A Conserved Histidine in the RNA Sensor RIG-I Controls Immune Tolerance to N ₁-2′O-Methylated Self RNA

The cytosolic helicase retinoic acid-inducible gene-I (RIG-I) initiates immune responses to most RNA viruses by detecting viral 5′-triphosphorylated RNA (pppRNA). Although endogenous mRNA is also 5′-triphosphorylated, backbone modifications and the 5′-ppp-linked methylguanosine ( ^m7G) cap prevent immunorecognition. Here we show that the methylation status of endogenous capped mRNA at the 5′-terminal nucleotide (N ₁) was crucial to prevent RIG-I activation. Moreover, we identified a single conserved amino acid (H830) in the RIG-I RNA binding pocket as the mediator of steric exclusion of N ₁-2′O-methylated RNA. H830A alteration (RIG-I(H830A)) restored binding of N ₁-2′O-methylated pppRNA. Consequently, endogenous mRNA activated the RIG-I(H830A) mutant but not wild-type RIG-I. Similarly, knockdown of the endogenous N ₁-2′O-methyltransferase led to considerable RIG-I stimulation in the absence of exogenous stimuli. Studies involving yellow-fever-virus-encoded 2′O-methyltransferase and RIG-I(H830A) revealed that viruses exploit this mechanism to escape RIG-I. Our data reveal a new role for cap N ₁-2′O-methylation in RIG-I tolerance of self-RNA.

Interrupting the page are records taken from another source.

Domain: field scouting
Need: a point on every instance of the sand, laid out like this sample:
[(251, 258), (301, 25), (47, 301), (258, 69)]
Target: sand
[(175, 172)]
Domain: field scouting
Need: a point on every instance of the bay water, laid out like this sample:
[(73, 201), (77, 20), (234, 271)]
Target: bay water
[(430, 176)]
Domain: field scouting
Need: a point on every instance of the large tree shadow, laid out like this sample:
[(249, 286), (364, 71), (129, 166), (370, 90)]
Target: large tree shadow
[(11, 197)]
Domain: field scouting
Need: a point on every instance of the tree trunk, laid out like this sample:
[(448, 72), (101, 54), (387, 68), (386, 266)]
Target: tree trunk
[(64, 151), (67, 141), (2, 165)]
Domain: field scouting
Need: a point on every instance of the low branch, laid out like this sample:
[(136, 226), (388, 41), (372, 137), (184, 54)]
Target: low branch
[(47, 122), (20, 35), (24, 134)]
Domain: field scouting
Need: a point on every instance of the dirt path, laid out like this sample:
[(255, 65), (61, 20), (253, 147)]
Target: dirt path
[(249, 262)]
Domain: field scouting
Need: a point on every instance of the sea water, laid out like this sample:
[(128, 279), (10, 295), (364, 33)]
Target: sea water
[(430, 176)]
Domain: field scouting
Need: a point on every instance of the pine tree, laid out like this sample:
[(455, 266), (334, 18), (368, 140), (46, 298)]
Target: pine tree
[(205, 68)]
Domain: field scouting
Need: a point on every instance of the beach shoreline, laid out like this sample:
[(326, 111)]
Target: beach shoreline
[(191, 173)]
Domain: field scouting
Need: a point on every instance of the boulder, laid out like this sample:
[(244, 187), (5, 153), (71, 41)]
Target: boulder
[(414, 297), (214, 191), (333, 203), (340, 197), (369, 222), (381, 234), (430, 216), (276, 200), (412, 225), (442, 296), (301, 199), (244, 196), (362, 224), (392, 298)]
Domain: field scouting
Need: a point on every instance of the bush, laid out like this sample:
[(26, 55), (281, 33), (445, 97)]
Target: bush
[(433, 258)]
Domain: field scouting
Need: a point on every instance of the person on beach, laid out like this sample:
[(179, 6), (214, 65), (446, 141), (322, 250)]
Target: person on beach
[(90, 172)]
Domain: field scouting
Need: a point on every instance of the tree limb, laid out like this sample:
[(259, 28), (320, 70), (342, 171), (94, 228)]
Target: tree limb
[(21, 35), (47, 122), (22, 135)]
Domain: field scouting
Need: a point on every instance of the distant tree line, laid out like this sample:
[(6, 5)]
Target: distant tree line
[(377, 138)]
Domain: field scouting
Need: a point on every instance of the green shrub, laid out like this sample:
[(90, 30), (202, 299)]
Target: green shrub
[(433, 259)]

The cytosolic receptor RIG-I initiates immune responses against most RNA viruses by detecting viral RNA. Schlee and colleagues report that a conserved amino acid in the RNA binding pocket prevents recognition of endogenous RNA bearing a N ₁-2′O-methyl group as a marker of “self” and that flaviviruses exploit this tolerance mechanism for immunoescape.